Moreno is among a handful of residents who’ve been holding court at the center due to the massive Ferguson Fire. Other evacuated residents are waiting out the fire in hotel rooms or staying with family and friends in the region.
Still, the 64-year-old Moreno, who has been at the center since Saturday, seemed to take it all in stride, saying the air-conditioned gymnasium is comfortable, and staff with the Red Cross have been attentive.
Regardless, Moreno said there’s no use in worrying about her home. “I am really not fearful because I know it’s all out of our control. And it’s just stuff,” she said. “There’s no point in worrying because you can’t do anything. All you can do is hope for the best.”
Firefighters say it’s still too soon to determine when the approximately 100 residents like Moreno who’ve been evacuated will be able to return home. The Ferguson Fire, which has been burning west of Yosemite National Park since Friday evening, grew to 13,082 acres Tuesday, up from 9,266 acres Monday.
Containment increased to 5 percent Tuesday from 2 percent the previous day.
Steep terrain and dense smoke have been a challenge for firefighters. Plus dead trees caused by bark beetles and dry weather have been factors.

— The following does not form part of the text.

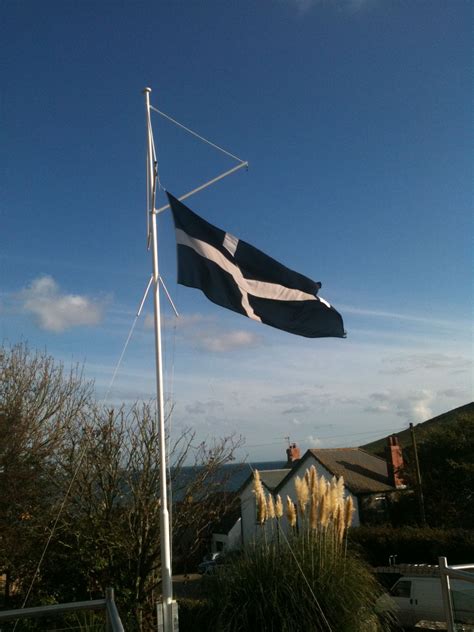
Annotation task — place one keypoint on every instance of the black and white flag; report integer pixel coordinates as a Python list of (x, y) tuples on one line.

“This fire is being driven by topography and vegetation,” said Adrienne Freeman, spokeswoman for the unified agencies fighting the blaze, including Cal Fire and the U.S. Forest Service.
Firefighters are using rafts to cross the Merced River to gain access to the eastern flank of the fire, Freeman said. They are addressing the blaze with “indirect line construction” — meaning they are fighting the flames by finding areas of the land where they can hold the fire.
“Direct line construction,” Freeman explained, is when firefighters stand at the edge of the fire and battle it from that point.
As of Tuesday, 108 structures remained threatened, particularly in the Jerseydale, Mariposa Pines, Clearing House and Incline areas.
Mandatory evacuations are in place for: Incline Road from Clearing House to the last Bureau of Land Management campground; Jerseydale/Mariposa Pines; Cedar Lodge/Indian Flat Campground; Savage’s Trading Post; and Sweetwater Ridge.
Highway 140, the Merced River canyon route to Yosemite, remained closed.
Residents of mountain communities affected by the Ferguson Fire are mourning the death of Cal Fire firefighter Braden Varney, who was killed when his bulldozer rolled over in steep terrain near El Portal.
In addition, two other firefighters have been injured, Cal Fire said.
A vehicle procession of firefighters and first responders on Monday carried Varney’s body from Highway 49 South and Darrah Road near Bootjack to the Stanislaus County Coroner’s Office. As the procession rolled past, Varney’s fellow Cal Fire and U.S. Forest Service firefighters saluted as residents held American flags with their hands on their hearts in remembrance of his sacrifice.
Pat Tierney, who attended the procession, had known Varney since he was born. Tierney said Varney’s death means Mariposa County will be missing a great citizen.
“My boys and Braden all grew up together,” Tierney said. “He was a fine, outstanding man as far as being generous to his neighbors.”
Moreno said while she didn’t know Varney personally, she has friends who did, adding that she’s thankful to the efforts of firefighters like him, and worries for their safety.
“The way they put themselves on the line for us,” she said, “is just heartwarming.”